Pèrdua de l'ètica protestant i decliu de la civilització occidental.








Hay un vínculo evidente entre el despegue de la economía en Europa y en EEUU y el auge del protestantismo. Existen varias razones, pero la más importante es la relación con la educación. Como un buen protestante debe saber leer las Sagradas Escrituras, entre los siglos XVI y XVIII, se produjo una alfabetización masiva. Y en la medida en que la gente sabe leer y escribir, también comienza a ser mucho más eficiente a la hora de formarse laboralmente.
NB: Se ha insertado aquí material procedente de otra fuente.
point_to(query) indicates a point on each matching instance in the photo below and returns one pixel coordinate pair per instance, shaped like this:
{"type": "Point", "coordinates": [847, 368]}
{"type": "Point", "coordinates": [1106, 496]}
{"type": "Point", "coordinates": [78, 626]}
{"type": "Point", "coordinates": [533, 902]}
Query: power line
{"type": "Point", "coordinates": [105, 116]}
Pero también están el componente social y moral y la actitud hacia el dinero. Los protestantes tenían que trabajar para demostrar algo. Si querías ser un buen católico, intentabas hacer el bien y así obtenías una recompensa. El protestantismo era otra cosa a causa de la predestinación. Habías sido elegido para la vida eterna (o para la muerte eterna) y lo que hacías en la Tierra era la prueba. Por eso el trabajo y el éxito eran buenos, porque demostraban que eras uno de los elegidos. Esto produce una psicología loca, en la que tienes a Dios metido en tu inconsciente diciéndote que trabajes duro. En los países católicos teníamos dificultades para entender esto.
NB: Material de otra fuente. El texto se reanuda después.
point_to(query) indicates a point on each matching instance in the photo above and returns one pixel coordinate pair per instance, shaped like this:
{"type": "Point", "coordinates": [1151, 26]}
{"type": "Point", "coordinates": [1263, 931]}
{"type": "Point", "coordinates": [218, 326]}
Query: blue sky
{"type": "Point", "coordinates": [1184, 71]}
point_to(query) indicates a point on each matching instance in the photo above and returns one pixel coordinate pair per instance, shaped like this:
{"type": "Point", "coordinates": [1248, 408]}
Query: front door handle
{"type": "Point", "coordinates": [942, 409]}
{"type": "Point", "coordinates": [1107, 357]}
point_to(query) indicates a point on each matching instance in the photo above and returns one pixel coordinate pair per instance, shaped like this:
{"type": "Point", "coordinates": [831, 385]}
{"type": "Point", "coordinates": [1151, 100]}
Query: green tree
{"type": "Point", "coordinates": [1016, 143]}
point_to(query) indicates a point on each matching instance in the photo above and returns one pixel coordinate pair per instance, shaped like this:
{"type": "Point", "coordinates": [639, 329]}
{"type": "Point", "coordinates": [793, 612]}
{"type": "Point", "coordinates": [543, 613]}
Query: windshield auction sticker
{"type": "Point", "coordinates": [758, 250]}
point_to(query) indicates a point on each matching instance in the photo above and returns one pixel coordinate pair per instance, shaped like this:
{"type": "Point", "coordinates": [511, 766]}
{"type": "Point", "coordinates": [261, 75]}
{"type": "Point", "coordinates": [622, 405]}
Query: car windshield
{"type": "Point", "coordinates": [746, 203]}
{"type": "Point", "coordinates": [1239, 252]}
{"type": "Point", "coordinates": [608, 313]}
Esta influencia es evidente si nos fijamos en Prusia, Suecia, Países Bajos o Gran Bretaña. El mapa de mayor alfabetización en Europa y el de las principales nacionales industriales hacia 1900 coinciden con los países protestantes. Gran Bretaña y Alemania eran los Estados más avanzados, y fuera de Europa estaba EEUU. Francia se mantenía en la carrera porque era un país católico que estaba suficientemente cerca del mundo protestante como para mantenerse al día. Esa fue también la época de relativo declive de Italia o España.

La desaparición de los valores protestantes en el mundo angloamericano en las últimas décadas hace comprensible el declive de EEUU y el de Gran Bretaña, así como su incapacidad para producir toda clase de bienes, incluidas las armas que necesitan para las guerras. Puedes entender su fracaso educativo, el desorden moral y la huida del trabajo. Y también se puede apreciar cómo el neoliberalismo no es tanto una innovación como un nuevo sistema moral.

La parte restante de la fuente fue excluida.